About FusionGDB2 (Fusion gene annotation update aided by deep learning)
Fusion genes, which have the breakpoints of structural variants on their gene body, provide a highlighted structural variant resource for studying the genomic breakages with expression and potential pathogenic impacts. A knowledgebase of the systematic functional annotation of fusion genes is critical for understanding genomic breakage context and developing therapeutic strategies. FusionGDB is a unique functional annotation database of human fusion genes and widely used for diverse aims’ studies. In this study, we report FusionGDB 2.0, which has substantial updates of contents such as (i) up-to-date human fusion genes with breakpoint location from the gene structure browser, (ii) fusion gene breakage tendency score with FusionAI deep learning model based on 20kb genomic sequence around BP area, (iii) investigation of overlapping between fusion breakpoints with 44 human genomic features across five cellular role’s categories (i.e., integration sites of 6 viruses, 13 types of repeats, 5 types of structural variants, 15 different chromatin stated regions, and 5 gene expression regulatory regions), (iv) transcribed chimeric sequence and following (v) open reading frame analysis with coding potential based on deep learning approach with Ribo-seq read features, and (vi) rigorous investigation of the protein feature retention of individual fusion partner genes in the protein level with FGviewer. Among ~ 126k fusion genes, about 16k kept their ORFs as the in-frame.

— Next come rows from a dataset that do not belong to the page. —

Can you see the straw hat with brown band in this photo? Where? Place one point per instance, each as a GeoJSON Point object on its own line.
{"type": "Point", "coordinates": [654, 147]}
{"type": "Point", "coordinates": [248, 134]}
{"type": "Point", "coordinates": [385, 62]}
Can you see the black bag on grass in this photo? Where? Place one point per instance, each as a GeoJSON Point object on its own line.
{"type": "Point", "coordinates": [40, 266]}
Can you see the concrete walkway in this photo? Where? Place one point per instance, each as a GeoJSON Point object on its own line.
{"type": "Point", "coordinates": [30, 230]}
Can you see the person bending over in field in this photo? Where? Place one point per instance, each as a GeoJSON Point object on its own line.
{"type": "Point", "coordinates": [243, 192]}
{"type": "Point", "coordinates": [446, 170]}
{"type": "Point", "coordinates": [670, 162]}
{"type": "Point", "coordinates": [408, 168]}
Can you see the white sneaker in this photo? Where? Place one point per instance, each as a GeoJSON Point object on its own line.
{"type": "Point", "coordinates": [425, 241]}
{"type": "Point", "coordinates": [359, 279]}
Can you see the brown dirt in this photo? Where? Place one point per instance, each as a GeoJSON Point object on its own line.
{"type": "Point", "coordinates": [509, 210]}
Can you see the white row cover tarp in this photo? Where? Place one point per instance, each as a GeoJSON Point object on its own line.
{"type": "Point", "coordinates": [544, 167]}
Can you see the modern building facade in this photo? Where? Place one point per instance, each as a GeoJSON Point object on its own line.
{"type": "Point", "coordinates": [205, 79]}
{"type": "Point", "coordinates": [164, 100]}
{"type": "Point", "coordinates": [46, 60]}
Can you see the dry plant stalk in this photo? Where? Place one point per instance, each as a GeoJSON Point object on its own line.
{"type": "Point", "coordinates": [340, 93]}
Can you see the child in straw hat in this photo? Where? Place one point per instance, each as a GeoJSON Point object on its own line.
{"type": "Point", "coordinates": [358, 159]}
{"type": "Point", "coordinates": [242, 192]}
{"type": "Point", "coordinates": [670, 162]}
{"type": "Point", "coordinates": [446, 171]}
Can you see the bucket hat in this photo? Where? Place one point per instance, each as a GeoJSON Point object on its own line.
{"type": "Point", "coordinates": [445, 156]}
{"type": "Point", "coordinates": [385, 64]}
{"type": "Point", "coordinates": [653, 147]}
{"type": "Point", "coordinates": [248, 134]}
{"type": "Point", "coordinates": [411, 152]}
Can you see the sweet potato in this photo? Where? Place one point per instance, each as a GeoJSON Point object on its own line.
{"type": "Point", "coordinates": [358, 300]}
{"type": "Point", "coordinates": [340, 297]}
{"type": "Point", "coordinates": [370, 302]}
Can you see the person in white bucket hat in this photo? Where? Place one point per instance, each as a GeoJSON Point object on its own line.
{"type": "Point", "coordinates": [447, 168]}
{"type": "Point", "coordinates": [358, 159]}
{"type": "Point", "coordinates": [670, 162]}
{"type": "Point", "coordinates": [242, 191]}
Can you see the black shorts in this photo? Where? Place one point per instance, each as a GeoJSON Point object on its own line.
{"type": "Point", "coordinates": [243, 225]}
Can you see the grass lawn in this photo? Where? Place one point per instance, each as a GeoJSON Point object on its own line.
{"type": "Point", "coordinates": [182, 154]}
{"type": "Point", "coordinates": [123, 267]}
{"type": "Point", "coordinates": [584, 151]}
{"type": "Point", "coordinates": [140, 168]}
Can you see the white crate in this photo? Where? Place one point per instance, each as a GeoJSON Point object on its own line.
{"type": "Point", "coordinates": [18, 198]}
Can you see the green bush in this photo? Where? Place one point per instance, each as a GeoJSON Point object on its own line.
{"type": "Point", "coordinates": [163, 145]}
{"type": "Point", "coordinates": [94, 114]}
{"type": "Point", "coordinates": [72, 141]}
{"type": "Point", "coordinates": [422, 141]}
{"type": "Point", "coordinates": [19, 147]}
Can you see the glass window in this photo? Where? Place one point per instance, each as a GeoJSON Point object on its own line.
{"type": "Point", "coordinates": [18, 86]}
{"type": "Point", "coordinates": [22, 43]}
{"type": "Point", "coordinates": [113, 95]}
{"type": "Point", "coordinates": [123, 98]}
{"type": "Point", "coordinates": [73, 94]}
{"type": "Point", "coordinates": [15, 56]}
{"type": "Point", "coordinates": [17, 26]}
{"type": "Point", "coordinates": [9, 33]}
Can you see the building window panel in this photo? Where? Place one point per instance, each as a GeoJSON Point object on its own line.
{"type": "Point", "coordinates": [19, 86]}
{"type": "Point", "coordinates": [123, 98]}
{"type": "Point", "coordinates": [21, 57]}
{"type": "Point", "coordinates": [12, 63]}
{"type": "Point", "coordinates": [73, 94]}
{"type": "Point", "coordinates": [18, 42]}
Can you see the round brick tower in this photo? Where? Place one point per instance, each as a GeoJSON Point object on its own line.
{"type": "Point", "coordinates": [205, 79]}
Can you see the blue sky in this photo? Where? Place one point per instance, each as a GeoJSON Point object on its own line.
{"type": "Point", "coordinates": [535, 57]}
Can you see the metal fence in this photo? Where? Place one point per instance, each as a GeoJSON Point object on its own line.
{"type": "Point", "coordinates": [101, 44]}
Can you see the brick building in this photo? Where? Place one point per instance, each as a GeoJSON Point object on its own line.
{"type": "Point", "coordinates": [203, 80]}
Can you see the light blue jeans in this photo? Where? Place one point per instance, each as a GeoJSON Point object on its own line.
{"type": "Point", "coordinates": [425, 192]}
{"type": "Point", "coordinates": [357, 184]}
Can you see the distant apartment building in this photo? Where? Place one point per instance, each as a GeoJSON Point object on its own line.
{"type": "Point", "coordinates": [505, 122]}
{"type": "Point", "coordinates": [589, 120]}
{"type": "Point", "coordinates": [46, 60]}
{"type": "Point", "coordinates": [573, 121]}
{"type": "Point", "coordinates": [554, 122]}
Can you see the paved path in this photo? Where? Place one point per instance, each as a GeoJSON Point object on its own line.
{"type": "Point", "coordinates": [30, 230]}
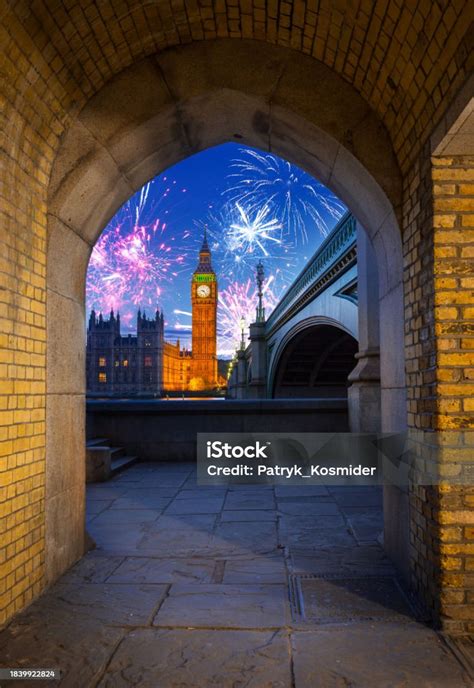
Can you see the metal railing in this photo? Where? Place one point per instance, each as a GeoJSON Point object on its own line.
{"type": "Point", "coordinates": [343, 236]}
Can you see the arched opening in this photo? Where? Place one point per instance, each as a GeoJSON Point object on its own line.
{"type": "Point", "coordinates": [106, 167]}
{"type": "Point", "coordinates": [316, 363]}
{"type": "Point", "coordinates": [93, 113]}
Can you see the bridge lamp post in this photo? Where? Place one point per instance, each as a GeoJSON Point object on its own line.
{"type": "Point", "coordinates": [260, 281]}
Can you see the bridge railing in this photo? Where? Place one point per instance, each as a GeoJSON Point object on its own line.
{"type": "Point", "coordinates": [333, 247]}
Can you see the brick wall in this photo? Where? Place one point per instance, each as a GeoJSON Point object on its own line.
{"type": "Point", "coordinates": [439, 324]}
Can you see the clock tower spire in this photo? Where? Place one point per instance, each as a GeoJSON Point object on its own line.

These in-frame fusion genes are potentially transcribed into 83K fusion transcripts and translated into 43K fusion proteins. These fusion protein sequences are used to predict the 3D structure of fusion proteins in FusionPDB and to predict the fusion gene-derived fusion breakpoint-specific neoantigens in FusionNeoAntigen. FusionGDB 2.0 provides eight categories of annotations: Fusion Gene Summary, Fusion Gene ORF analysis, Fusion Gene Genomic Features, Fusion Protein Features, Fusion Gene Sequence, Fusion Gene PPI analysis, Related Drugs, and Related Diseases.
* The background image of banner at the top is showing the distribution of the median values of the feature importance scores of every 20 nucleotide across 20K bp of all known TCGA fusion genes.